The amount of heat taken out from the cold junction in one minute after reaching steady state is approximately 1.33 Joules.
In a bimetallic rod composed of aluminum and copper with lengths of 20 cm and cross-sectional areas of 0.20 cm² each, the junction is maintained at a constant temperature of 40 degrees Celsius, while the two ends are kept at 80 degrees Celsius.

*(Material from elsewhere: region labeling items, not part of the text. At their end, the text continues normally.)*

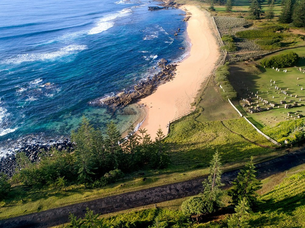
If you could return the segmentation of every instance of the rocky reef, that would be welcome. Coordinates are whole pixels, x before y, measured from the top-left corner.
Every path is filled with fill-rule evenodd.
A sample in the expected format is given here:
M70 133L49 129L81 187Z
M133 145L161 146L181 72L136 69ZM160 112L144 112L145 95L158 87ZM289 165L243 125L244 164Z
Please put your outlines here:
M0 158L0 172L3 172L9 177L13 175L18 168L15 156L16 152L24 152L29 160L34 162L39 161L40 155L43 151L47 154L51 154L52 148L61 151L68 148L73 149L73 144L67 138L58 141L50 140L47 142L36 140L36 139L33 138L30 141L20 142L20 147L11 152L12 153L2 155L5 156Z
M118 107L124 107L151 94L158 86L174 77L177 65L167 63L165 59L161 59L158 63L158 66L161 69L160 72L130 88L128 92L121 92L106 98L98 98L90 102L89 104L95 106L106 105L114 111Z

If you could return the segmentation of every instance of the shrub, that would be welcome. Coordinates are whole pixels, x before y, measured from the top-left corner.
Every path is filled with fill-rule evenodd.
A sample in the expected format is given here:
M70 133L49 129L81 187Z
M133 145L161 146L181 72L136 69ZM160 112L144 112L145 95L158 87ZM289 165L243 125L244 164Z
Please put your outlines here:
M3 199L11 188L11 185L7 181L6 176L0 173L0 200Z
M256 20L257 18L256 18L256 16L247 16L246 17L245 17L245 19L248 19L248 20Z
M282 39L278 38L270 40L259 40L256 41L255 43L257 44L261 45L272 45L274 44L279 42L282 40Z
M213 203L201 197L193 196L182 203L181 209L185 216L198 218L201 215L213 211Z
M238 32L236 33L236 35L240 38L252 40L281 38L284 34L275 32L282 28L282 27L277 26L265 26L260 29Z
M279 123L274 127L266 127L262 131L280 143L287 139L288 143L303 140L305 137L305 119L290 120Z
M101 188L110 183L114 183L124 177L124 174L120 170L116 169L106 173L99 180L95 181L92 184L93 188Z
M297 54L291 51L264 59L260 63L267 67L282 68L295 65L298 58Z

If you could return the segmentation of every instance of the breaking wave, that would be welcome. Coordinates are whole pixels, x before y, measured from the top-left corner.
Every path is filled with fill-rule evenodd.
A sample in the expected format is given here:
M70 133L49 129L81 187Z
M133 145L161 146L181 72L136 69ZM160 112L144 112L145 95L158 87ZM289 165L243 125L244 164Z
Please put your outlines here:
M6 59L2 63L18 64L25 62L45 61L65 55L75 54L87 48L86 45L69 45L58 51L48 53L37 54L27 54L18 55L16 57Z

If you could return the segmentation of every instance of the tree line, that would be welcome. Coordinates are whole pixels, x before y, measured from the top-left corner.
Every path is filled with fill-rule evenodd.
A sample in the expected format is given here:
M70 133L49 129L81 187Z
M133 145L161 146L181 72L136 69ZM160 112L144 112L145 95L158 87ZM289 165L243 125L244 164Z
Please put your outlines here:
M235 205L235 213L227 218L225 227L228 228L248 227L247 220L249 218L251 209L255 206L258 202L258 194L256 192L261 188L260 181L256 178L256 171L253 162L253 158L250 158L250 160L240 170L237 177L232 183L233 187L228 191L221 189L221 187L224 185L221 180L222 171L221 158L219 153L217 151L210 163L209 174L206 180L203 182L203 191L198 196L191 197L183 202L181 210L185 219L188 220L190 224L194 222L199 222L205 216L208 216L223 207L224 205L224 197L228 195L231 197L232 203ZM82 219L78 219L74 215L70 214L70 223L66 227L71 228L143 227L142 224L138 224L137 221L131 222L122 221L119 224L109 225L103 219L98 219L98 216L99 215L94 215L93 212L88 209ZM156 223L156 220L152 225L148 227L150 228L167 227L168 224L166 223Z
M231 12L234 5L234 0L204 1L210 5L210 11L215 11L214 5L225 5L226 11ZM274 18L275 0L267 0L268 6L266 12L263 10L262 4L265 0L249 0L250 3L248 11L249 16L247 19L257 19L264 14L267 21ZM282 0L282 9L278 16L278 21L285 24L292 24L292 27L305 27L305 0Z
M12 180L0 174L0 197L5 197L10 182L38 187L79 183L99 188L124 177L124 173L167 167L170 160L162 130L158 130L154 141L147 132L140 129L138 134L132 126L124 138L113 122L107 124L103 133L83 117L79 128L71 134L73 149L52 148L42 152L34 162L24 152L17 153L18 168Z

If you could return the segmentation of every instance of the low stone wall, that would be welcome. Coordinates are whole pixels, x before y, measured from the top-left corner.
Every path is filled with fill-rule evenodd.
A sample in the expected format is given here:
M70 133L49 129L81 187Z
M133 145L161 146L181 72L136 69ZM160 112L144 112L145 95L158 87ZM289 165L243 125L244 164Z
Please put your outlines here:
M228 100L229 101L229 103L230 103L231 105L232 105L232 107L234 108L234 109L236 110L236 111L238 113L238 114L239 114L239 115L242 117L242 114L240 113L240 112L239 111L238 109L237 108L234 106L234 105L231 102L231 101L230 100L230 99L228 99Z
M231 101L230 100L230 99L228 99L228 100L229 101L229 102L230 103L231 105L232 105L232 107L234 108L234 109L236 110L236 111L238 113L238 114L239 114L239 115L240 116L242 117L243 117L243 115L242 114L240 113L240 112L237 109L237 108L236 108L236 107L234 106L234 105L233 105L233 104L231 102ZM264 137L270 141L271 142L273 143L274 143L277 146L281 146L282 145L281 144L281 143L278 143L274 139L271 139L269 136L267 135L266 135L260 131L260 130L257 127L255 127L255 126L254 125L253 125L253 123L252 123L251 122L250 122L250 121L248 119L246 118L244 116L243 117L244 118L245 118L245 119L246 121L247 121L248 123L251 124L251 125L253 128L254 128L257 130L257 132L258 132L260 134L263 136L264 136Z
M269 136L267 135L265 135L265 134L264 134L261 131L260 131L260 130L258 128L255 127L255 126L253 123L252 123L251 122L250 122L248 119L247 119L244 116L244 118L245 118L245 119L248 122L248 123L251 124L252 125L252 127L253 127L253 128L254 128L255 130L256 130L261 135L263 135L263 136L264 136L265 138L269 140L271 142L274 143L275 144L278 146L281 146L282 145L281 144L281 143L278 143L274 139L272 139L270 137L269 137Z

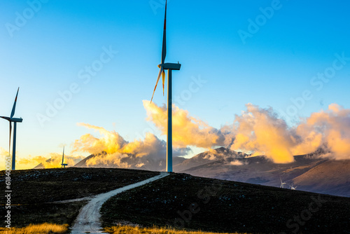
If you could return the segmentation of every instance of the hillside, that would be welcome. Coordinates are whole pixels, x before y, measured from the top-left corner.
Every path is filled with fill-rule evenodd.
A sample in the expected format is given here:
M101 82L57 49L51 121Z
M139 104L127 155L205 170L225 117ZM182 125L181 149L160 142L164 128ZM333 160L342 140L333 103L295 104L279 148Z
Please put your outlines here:
M156 174L106 168L15 171L13 226L44 222L71 225L85 202L57 201L104 193ZM4 181L4 172L0 175ZM4 198L1 205L4 214ZM308 209L313 210L312 216L299 227L304 234L342 233L350 228L347 198L176 173L112 198L102 208L102 219L104 226L109 228L121 222L214 232L276 233L294 230L286 226L288 220L296 228L293 219L304 215Z
M220 152L225 152L222 149ZM206 155L204 160L202 155ZM350 160L335 161L320 157L321 151L295 156L290 163L274 163L264 156L237 157L232 153L218 156L213 151L202 153L174 168L195 176L279 187L280 178L298 190L350 196ZM193 159L192 159L193 158ZM212 160L208 160L211 158ZM192 162L191 162L192 161ZM195 165L188 168L183 163ZM182 170L185 168L184 170ZM286 185L288 188L288 185Z
M350 199L172 174L112 198L102 207L102 220L105 227L132 223L228 233L346 233Z
M329 160L293 179L300 190L350 197L350 160Z
M85 198L134 184L159 174L127 169L55 168L11 172L12 226L53 222L71 224L85 201L57 201ZM0 172L4 183L4 171ZM5 197L0 200L5 214Z

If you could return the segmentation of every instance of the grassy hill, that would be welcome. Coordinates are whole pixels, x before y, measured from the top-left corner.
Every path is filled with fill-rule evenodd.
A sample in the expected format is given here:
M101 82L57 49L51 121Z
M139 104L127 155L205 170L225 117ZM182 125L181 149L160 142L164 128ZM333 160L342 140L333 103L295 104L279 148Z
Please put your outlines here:
M227 233L346 233L350 199L172 174L108 200L104 226L125 221Z
M12 226L46 222L71 226L86 201L55 202L104 193L158 174L116 168L15 171ZM4 171L0 183L5 184ZM4 198L1 201L0 214L4 215ZM118 223L248 233L347 233L350 230L350 198L186 174L172 173L122 193L107 201L102 212L103 225L111 233L124 230L115 227ZM147 230L142 233L153 232Z
M5 184L4 171L0 184ZM86 201L55 203L85 198L134 184L159 172L127 169L56 168L16 170L11 174L11 226L45 222L71 224ZM0 211L5 215L5 197Z

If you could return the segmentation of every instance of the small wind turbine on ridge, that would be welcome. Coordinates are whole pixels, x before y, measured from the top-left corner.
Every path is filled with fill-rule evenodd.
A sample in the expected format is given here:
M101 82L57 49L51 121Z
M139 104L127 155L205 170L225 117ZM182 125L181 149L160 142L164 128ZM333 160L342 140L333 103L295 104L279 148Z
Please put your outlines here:
M17 97L18 96L18 91L20 88L17 90L16 98L15 99L15 102L13 103L13 106L12 107L11 115L10 117L0 116L4 119L6 119L10 122L10 139L8 143L8 153L10 155L11 151L11 132L12 132L12 123L13 123L13 143L12 149L12 170L15 170L16 164L16 132L17 132L17 123L22 123L23 119L22 118L13 118L15 115L15 110L16 109Z
M62 163L61 163L62 167L63 168L66 168L66 166L68 165L67 163L63 163L64 161L64 146L63 146L63 154L62 154Z
M288 185L289 185L289 187L290 187L290 189L291 189L291 190L296 190L296 189L297 189L297 187L298 187L298 186L294 187L294 186L293 186L293 183L292 183L292 185L290 185L290 184L288 184Z
M287 183L282 182L282 179L281 179L281 177L279 177L279 179L281 180L281 186L279 188L284 188L284 185Z
M165 1L165 15L164 20L164 32L163 32L163 43L162 47L162 58L160 64L158 65L160 68L157 82L154 88L153 94L150 99L150 102L153 99L153 95L157 88L160 76L163 81L163 96L164 96L164 83L165 81L165 70L168 70L168 124L167 124L167 172L172 172L172 70L180 70L181 64L178 63L166 63L165 57L167 56L167 2Z

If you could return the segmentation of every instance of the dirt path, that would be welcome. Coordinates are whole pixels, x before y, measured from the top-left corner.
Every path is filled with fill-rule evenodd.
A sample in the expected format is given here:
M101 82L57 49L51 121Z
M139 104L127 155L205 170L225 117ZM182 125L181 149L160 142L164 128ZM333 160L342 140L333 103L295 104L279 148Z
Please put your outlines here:
M81 209L79 214L74 221L71 233L102 233L102 227L101 226L101 223L99 221L99 219L101 217L99 210L102 207L102 204L104 204L109 198L120 193L126 191L127 190L139 187L157 179L165 177L167 175L169 175L167 172L160 172L160 174L156 177L94 196Z

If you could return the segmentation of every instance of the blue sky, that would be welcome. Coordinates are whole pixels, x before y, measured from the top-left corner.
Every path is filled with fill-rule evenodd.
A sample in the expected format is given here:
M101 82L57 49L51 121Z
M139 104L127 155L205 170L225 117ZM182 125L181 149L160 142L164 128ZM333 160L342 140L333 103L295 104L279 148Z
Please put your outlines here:
M261 9L273 6L262 16ZM350 108L350 60L327 83L313 80L332 71L335 54L350 57L349 6L344 1L169 0L166 60L182 64L173 73L178 106L217 128L232 123L247 103L272 106L290 125L331 103ZM77 123L115 130L129 141L149 128L142 100L150 99L159 71L164 9L162 0L1 1L0 114L10 114L20 87L19 157L58 153L62 144L69 151L90 132ZM249 32L249 19L263 20L256 32ZM242 40L242 31L251 36ZM118 53L85 83L79 72L109 48ZM186 96L199 78L205 83ZM45 115L48 103L72 84L78 91L41 124L38 113ZM291 99L304 90L312 97L299 108ZM166 97L160 85L155 103ZM284 116L293 109L295 115ZM0 147L6 150L8 125L0 121Z

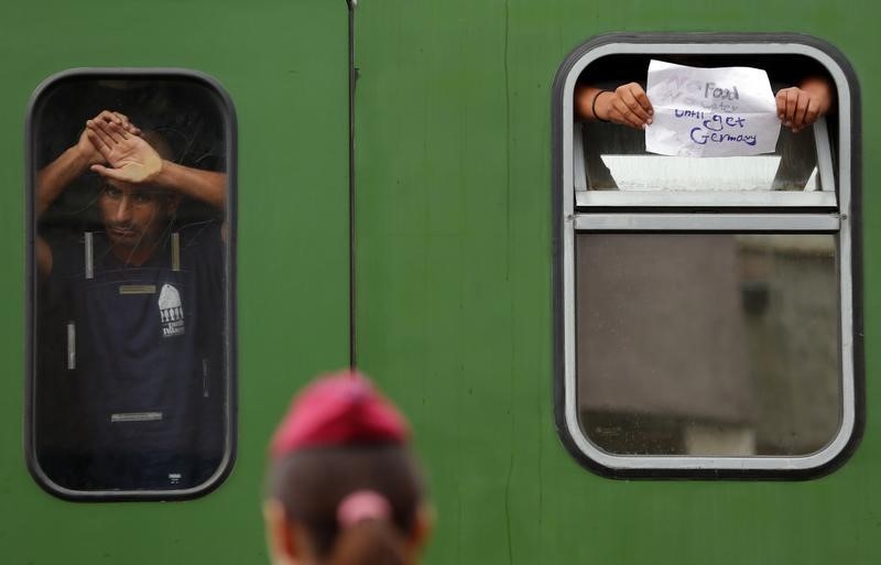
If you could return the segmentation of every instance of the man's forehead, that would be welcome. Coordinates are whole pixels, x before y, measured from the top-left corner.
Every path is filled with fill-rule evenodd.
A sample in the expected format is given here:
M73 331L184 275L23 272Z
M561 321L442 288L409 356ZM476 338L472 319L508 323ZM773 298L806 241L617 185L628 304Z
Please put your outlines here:
M100 187L102 192L108 189L116 189L116 191L121 191L127 195L138 194L138 195L149 196L151 198L159 198L168 195L167 191L163 188L157 188L155 186L135 186L112 178L108 178L105 182L102 182Z

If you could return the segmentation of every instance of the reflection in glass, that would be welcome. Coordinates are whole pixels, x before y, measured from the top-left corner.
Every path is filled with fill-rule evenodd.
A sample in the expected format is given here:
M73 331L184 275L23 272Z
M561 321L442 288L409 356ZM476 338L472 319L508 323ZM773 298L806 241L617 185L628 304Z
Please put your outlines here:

Once the system reaches a steady state, the heat transfer can be calculated using the formula Q= k⋅A⋅ΔT⋅t/L, where Q is the heat transfer, k is the material's thermal conductivity, A is the cross-sectional area, ΔT is the temperature difference, t is time, and L is the length of the rod. For aluminum (k Al =200Wm^−1 C ^−1) and copper (k Cu =400Wm^−1 C^−1), the calculation yields an approximate heat transfer of 1.33 Joules in one minute after reaching the steady state.
Complete question:
Figure shows an Aluminium rod joined to a copper rod each of the rods has a length of 20 cm and area of cross section 0.20cm^2. the junction is maintained at a constant temperature 40 degree Celsius and the two ends are maintained at 80 degree Celsius. Calculate the amount of heat taken out from the cold junction in one minute after the steady state is reached . the conductivities are K al=200Wm^-1C^-1 and K cu=400Wm^-1C^-1.